Heat a large nonstick skillet over medium heat. Add remaining 1 tablespoon butter to skillet; swirl to melt and cover bottom of pan. Crack eggs into pan and cook until whites are just set but yolks are still runny, about 3 minutes.

Divide grits among bowls, forming a well in center. Spoon shrimp mixture into center of grits. Top with egg.

Pumpkin Cheesecake with Bourbon Spiced Cream
Source: Food Network

For the cheesecake:
1 1/2 cups vanilla wafer crumbs (about 45 crushed wafers)
1 cup pecans, ground
1 stick unsalted butter, melted
2 pounds cream cheese, cubed and softened
1 cup packed light brown sugar
6 large eggs
1/2 cup heavy cream
1/2 cup all-purpose flour
Pinch of salt
1/2 teaspoon ground cinnamon
1 teaspoon pure vanilla extract
2 cups canned pure pumpkin

For the topping:
2 cups sweetened whipped cream
dash of bourbon
3/4 cup half-and-half
1 tablespoon unsalted butter
8 ounces semisweet chocolate chips (1 1/3 cups)
1/4 teaspoon pure vanilla extract

Prepare the cheesecake:
Preheat the oven to 350 degrees F. Combine the wafer crumbs, ground pecans and melted butter in a bowl.
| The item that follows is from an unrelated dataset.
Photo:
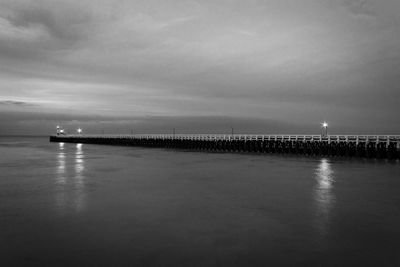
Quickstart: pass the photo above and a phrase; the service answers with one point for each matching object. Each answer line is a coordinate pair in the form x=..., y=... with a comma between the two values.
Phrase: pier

Press into the bottom of a 12-inch springform pan. In a food processor fitted with the metal blade, mix the cream cheese until smooth. Add the brown sugar and process until blended. Add the eggs one at a time, processing until fully incorporated, then blend in the heavy cream. Add the flour, salt, cinnamon and vanilla and blend until smooth. Add the pumpkin and blend until smooth.

Pour the filling over the crust in the pan. Bake 1 hour, 15 minutes, or until the cheesecake is just set. Remove from the oven. Use a knife to loosen the cake from the side of the pan; this will prevent it from splitting down the center. Let cool completely before slicing.

Meanwhile, make the toppings: Combine the whipped cream and bourbon in a bowl and mix until blended. For the chocolate sauce, combine the half-and-half and butter in a small heavy-bottomed saucepan over medium heat. Heat until a thin, paper-like skin appears on top; do not boil. Add the chocolate chips and vanilla and stir until the chocolate melts and the mixture is smooth. Remove from the heat and let cool.

Remove the side of the springform pan and slice the cheesecake. Top each piece with a drizzle of chocolate sauce and some bourbon whipped cream.